Goldman Sachs' head of EMEA technology: 'We don't work very long hours'
Joanne Hannaford, the EMEA head of technology at Goldman Sachs, has a message for any engineers who think a technology career at Goldman Sachs will mean 80 hour weeks. - It won't.
Speaking at this week's Women of Silicon Roundabout conference in London, Hannaford said Goldman's reputation for long hours is overdone, at least in technology. "I know we have a reputation for working very long hours. It's unfounded," said Hannaford. "No one would have the type of career I have had... in that kind of forced working environment."
Hannaford has spent 22 years at Goldman after joining from RBS in 1997. She was promoted to managing director in 2001, partner in 2013, and became head of EMEA technology in February 2017.
"I don't care what time people come and go and whether they work from home," said Hannaford, adding that what matters most is the quality of the code.
Goldman has 2.5bn lines of code and produces another 16m every month. It's developed its own method of ensuring engineers maintain high quality output. Across the firm, Goldman has a metric that shows programmers on a daily basis whether the code they create is enhancing or detracting from the overall quality of Goldman's code base. "It's completely changed how they think about their work day-to-day," Hannaford said.
Hannaford said a huge 3,000 of Goldman's 9,000 engineers work on SecDB, its proprietary risk and pricing system. Here, Goldman has an even more explicit way of making sure coders produce excellent work. Every night new SecDB code is released on something called "The Train." Before the release happens around 1.5m tests run, and if a single piece of new code on the train is wrong, the release is stopped and individual coders are called out. "It's part of our culture," said Hannaford. "An email goes out and says Jo Hannaford's stopped the train. It's really embarrassing."
SecDB is now 25 years-old, and Hannaford said they had a birthday party for the system last year. "We don't consider it to be heritage, we don't consider it to be legacy," said Hannaford. Generations and generations of Goldman staff have worked on SecDB, she added: "To evolve that platform over 25 years took a lot of skill and collaboration."
Hannaford has spent the past year working on Goldman's new digital bank, Marcus. "My boss called me and says I want you to launch a digital bank in the UK called Marcus...I was given a deadline of nine months," she said. Although Hannaford's whole career previously had been on wholesale banking technology, she said she didn't balk at the challenge (and that other technologists should learn from this). "I didn’t say, 'Why me?', I didn’t say 'do you think I’m good enough?'". I said, 'Right super.'"
In the U.S. there have been some complaints about the aggressive time frames surrounding the Marcus project, which technologists complain are leading to long hours and a culture where senior staff are saying "yes" to everything even if it will be a huge stretch.

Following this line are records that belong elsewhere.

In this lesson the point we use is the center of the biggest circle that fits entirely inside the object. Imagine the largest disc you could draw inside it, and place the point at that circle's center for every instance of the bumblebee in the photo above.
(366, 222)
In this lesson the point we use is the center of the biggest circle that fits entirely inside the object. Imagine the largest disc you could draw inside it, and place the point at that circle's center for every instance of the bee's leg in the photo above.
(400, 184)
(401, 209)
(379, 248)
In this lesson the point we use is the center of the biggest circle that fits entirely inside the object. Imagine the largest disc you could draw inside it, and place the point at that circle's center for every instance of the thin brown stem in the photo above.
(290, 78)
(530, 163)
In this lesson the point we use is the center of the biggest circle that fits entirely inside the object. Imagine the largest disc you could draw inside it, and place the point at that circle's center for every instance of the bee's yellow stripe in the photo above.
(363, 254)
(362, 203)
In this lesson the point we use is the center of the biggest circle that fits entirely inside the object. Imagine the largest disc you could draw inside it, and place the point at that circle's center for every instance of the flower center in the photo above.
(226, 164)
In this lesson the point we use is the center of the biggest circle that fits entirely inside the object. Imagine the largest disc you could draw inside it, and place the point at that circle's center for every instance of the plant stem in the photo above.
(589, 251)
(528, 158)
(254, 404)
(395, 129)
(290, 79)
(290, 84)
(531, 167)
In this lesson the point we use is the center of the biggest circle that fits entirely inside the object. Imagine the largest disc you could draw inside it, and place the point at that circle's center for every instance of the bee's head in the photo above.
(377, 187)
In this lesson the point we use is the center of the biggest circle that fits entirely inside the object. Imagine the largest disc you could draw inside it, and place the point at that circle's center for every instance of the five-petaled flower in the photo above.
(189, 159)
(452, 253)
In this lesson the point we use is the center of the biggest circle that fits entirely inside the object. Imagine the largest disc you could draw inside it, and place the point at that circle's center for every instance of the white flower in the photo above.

However, Hannaford said the project's main outcome has been to further break down the demarcation between technologists and business people. "The [distinct] role of an engineer vs. the role of a [business] colleague was erased and we were just a group of people trying to solve a problem."
Hannaford said she herself continues to code every day, and that she also takes time out upskill. Every year, she says she studies two or three coding courses in the evening at City University. "I am often twice the age of the people in those courses but I am there programming," she says. "It creates a little ecosystem for you. You get to know the people on the course, and you can ask them questions." And so now you know where to hang out in the evening if you want to meet Goldman's head of tech in London.